The company has won planning permission to build a plant in a joint venture with Scottish specialist Energen Biogas. This will employ the anaerobic digestion technology that Shanks is already using to generate power in Holland and Canada.
Anaerobic digestion involves composting waste to produce a gas that can be burned to produce electricity or used as a fuel.
The partners will develop a facility on the North Lanarkshire site that they expect to be capable of generating up to 3MWhrs renewable energy from next summer.
This will be produced from 60,000 tonnes of organic waste, which will come from a range of sources including supermarkets, household and commercial kitchens and food processing plants. It will also use organic materials generated by existing Shanks operations.
Shanks said the process will also produce high quality fertiliser for use on agricultural land.

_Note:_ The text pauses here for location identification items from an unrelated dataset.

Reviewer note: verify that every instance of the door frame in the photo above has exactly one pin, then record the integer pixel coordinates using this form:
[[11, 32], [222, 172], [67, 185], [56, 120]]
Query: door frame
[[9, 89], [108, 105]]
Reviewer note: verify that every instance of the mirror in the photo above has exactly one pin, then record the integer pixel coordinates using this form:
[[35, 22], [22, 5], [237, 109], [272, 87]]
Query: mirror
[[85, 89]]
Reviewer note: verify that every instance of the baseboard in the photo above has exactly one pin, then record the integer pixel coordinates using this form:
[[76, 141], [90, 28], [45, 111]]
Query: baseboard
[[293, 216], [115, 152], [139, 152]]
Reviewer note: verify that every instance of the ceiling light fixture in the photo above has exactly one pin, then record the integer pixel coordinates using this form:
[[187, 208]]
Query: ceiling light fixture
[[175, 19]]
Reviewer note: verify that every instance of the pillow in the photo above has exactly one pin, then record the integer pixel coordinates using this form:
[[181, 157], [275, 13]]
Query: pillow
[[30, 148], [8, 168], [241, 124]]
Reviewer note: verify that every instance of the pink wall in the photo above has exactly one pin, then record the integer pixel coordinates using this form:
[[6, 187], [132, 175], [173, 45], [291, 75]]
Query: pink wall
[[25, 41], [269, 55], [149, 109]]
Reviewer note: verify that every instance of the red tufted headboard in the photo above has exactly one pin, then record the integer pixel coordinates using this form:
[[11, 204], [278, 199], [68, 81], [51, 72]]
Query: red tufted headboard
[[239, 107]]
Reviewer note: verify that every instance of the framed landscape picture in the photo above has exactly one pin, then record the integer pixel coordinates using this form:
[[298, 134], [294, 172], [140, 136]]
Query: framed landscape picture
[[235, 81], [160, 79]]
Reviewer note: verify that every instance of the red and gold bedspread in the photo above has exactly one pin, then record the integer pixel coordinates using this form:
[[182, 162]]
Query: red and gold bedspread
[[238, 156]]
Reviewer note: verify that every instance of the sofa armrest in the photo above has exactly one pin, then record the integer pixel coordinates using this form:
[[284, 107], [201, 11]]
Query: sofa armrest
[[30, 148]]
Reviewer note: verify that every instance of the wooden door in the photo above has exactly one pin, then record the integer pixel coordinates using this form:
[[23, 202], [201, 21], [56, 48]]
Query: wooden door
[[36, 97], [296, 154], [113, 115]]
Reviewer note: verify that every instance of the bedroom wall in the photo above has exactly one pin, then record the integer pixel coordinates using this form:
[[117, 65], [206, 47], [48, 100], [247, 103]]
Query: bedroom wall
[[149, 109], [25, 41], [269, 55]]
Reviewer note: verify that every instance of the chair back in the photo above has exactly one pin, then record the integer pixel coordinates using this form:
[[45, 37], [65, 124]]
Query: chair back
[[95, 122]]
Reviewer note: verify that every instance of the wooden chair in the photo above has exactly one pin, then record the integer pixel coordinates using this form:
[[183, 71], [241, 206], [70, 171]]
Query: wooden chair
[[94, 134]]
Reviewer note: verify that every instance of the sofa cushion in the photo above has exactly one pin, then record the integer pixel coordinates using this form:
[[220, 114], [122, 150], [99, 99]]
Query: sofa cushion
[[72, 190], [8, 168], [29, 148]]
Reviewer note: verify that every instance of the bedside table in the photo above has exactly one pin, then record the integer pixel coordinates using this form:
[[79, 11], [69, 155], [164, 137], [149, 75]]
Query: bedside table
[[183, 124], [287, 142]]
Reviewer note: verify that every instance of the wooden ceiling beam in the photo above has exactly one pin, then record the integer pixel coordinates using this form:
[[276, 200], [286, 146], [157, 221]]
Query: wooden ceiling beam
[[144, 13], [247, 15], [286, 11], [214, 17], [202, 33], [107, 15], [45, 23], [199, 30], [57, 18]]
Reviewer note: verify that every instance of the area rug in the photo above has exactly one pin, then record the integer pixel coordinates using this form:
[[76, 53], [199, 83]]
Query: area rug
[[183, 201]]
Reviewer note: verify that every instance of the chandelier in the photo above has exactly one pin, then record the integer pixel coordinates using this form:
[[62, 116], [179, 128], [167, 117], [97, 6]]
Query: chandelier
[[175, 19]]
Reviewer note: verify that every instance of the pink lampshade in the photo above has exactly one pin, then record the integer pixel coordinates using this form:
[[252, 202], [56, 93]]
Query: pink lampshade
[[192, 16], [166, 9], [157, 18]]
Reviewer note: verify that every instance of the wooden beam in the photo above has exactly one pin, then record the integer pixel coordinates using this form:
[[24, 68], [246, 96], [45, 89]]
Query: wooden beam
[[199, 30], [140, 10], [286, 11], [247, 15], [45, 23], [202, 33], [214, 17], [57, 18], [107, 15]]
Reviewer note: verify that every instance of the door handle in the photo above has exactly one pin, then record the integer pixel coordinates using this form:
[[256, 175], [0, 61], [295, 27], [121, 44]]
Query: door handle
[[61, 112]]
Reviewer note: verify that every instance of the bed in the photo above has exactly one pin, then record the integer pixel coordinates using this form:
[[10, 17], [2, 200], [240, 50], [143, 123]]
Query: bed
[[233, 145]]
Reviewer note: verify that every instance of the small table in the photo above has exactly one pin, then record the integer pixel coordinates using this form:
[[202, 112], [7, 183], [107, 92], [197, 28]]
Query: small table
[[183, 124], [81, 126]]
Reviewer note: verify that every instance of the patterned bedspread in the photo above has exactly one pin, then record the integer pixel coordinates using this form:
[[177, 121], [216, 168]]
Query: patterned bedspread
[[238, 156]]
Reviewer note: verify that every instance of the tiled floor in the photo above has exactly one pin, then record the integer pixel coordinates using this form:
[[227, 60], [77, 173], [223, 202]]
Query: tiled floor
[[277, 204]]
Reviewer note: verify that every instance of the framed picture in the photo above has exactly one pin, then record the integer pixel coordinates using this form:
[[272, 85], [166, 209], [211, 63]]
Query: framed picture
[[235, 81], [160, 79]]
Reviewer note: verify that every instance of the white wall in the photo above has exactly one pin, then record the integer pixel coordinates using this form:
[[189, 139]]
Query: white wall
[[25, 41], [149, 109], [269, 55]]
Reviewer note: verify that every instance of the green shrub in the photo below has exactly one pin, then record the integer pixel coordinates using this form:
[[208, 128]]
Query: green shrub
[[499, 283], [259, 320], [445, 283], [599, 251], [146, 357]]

It claimed the site would provide a cost effective alternative to landfill and help local authorities and businesses increase their recycling rates.
The Scottish Government wants to minimise the quantities of waste sent to landfill and maximise recycling.

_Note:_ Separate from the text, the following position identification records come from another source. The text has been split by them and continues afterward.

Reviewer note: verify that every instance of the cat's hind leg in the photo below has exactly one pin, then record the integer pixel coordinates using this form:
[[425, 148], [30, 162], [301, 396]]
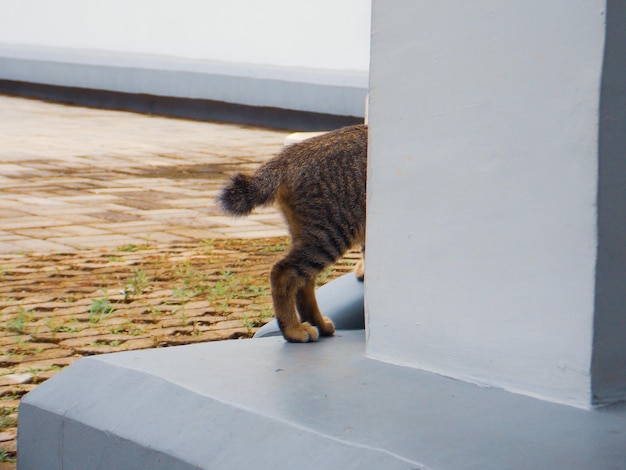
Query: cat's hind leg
[[286, 281], [310, 312], [359, 269]]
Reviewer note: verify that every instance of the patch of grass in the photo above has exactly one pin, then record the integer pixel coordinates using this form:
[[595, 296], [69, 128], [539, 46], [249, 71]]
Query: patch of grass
[[136, 285], [20, 322], [131, 247], [127, 328], [99, 309]]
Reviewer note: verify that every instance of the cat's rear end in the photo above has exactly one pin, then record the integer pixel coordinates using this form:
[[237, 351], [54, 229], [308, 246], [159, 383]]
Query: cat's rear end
[[319, 185]]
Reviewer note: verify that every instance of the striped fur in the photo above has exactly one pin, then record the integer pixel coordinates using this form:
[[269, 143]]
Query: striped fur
[[319, 185]]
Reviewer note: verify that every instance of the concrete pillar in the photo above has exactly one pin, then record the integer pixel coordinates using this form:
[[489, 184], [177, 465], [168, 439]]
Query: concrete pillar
[[497, 194]]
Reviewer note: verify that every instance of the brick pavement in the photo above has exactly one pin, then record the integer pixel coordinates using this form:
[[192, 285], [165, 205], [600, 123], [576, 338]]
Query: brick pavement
[[74, 178]]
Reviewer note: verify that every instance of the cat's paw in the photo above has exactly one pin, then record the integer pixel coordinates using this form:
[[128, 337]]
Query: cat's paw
[[327, 328], [302, 333]]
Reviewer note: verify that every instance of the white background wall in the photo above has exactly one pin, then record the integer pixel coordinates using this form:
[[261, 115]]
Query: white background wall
[[321, 34], [482, 191]]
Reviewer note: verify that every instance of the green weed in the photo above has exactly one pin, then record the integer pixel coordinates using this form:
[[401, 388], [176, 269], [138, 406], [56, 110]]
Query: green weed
[[99, 309]]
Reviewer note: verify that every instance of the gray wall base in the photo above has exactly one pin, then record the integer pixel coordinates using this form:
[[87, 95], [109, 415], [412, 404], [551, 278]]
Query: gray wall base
[[286, 97], [270, 404]]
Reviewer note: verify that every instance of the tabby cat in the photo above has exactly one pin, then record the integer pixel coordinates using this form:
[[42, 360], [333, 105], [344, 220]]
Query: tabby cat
[[319, 185]]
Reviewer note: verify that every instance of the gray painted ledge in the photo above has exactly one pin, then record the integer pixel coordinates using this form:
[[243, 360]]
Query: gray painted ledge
[[332, 92], [265, 403]]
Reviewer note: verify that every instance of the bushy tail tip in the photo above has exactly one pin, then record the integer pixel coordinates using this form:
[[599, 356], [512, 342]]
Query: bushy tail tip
[[239, 196]]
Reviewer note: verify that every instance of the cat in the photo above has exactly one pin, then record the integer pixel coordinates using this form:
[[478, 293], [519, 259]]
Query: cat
[[319, 185]]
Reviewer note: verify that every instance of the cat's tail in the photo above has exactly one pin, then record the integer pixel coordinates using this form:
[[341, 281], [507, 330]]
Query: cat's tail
[[245, 192]]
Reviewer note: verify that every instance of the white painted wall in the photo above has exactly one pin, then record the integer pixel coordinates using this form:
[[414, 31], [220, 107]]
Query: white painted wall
[[482, 190]]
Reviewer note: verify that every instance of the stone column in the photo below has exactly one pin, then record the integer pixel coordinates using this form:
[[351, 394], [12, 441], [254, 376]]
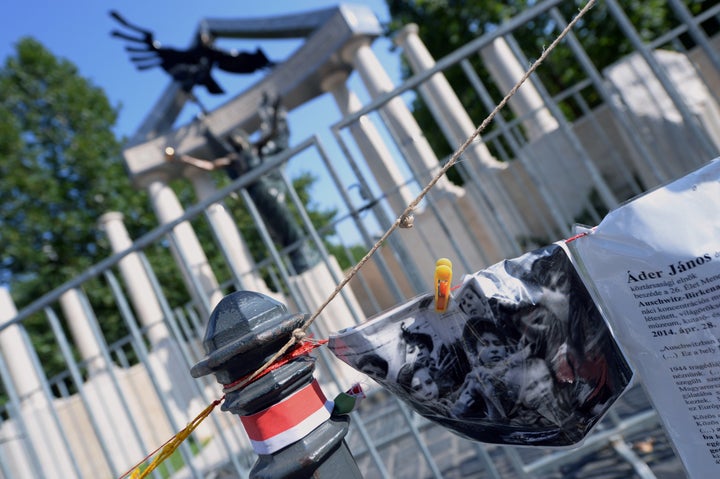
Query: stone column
[[145, 302], [402, 124], [238, 255], [373, 148], [527, 103], [187, 248], [442, 100], [19, 359], [33, 433], [81, 330], [457, 127]]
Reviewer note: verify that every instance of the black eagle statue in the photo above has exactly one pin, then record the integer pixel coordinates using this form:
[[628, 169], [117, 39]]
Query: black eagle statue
[[189, 67]]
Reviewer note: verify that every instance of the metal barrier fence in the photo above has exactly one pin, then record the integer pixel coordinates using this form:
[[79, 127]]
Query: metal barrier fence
[[534, 175]]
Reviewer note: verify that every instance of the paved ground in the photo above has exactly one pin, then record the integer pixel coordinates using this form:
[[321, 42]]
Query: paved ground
[[457, 458]]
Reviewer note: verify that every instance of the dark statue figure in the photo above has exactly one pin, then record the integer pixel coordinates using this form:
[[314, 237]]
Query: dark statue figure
[[192, 66], [237, 155]]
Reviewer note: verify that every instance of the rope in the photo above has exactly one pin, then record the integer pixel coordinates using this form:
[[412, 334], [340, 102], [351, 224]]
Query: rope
[[405, 220]]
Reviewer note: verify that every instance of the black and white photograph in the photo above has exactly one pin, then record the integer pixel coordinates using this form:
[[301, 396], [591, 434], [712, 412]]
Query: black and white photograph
[[521, 356]]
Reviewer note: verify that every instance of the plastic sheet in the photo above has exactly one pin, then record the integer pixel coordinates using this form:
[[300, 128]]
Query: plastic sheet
[[521, 356]]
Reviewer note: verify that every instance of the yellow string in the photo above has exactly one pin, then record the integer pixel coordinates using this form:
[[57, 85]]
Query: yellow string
[[170, 446], [403, 221]]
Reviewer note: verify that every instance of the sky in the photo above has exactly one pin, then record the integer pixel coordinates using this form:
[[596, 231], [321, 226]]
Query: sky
[[79, 31]]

Environmental campaign group Friends of the Earth says producing renewable energy from biodegradable waste helps tackle climate change, instead of contributing to climate change through landfilling and incineration.
Formerly known as Shanks McKewan, Shanks was based in Glasgow until 1993. The company moved its headquarters to Buckinghamshire in that year following a shake-up which resulted in the sale of the group’s construction business to focus on waste management.
Shanks’s registered office is in Edinburgh.
Energen Biogas was awarded £2m by the Scottish Government last August towards a £7.5m project to use anaerobic digestion to generate heat from food and farming waste that would then be used to grow vegetables.
It was formed by Graeme Waddell, a former business director of the Rolls Royce Aero Repair and Overhaul unit which employs more than 1000 people in central Scotland.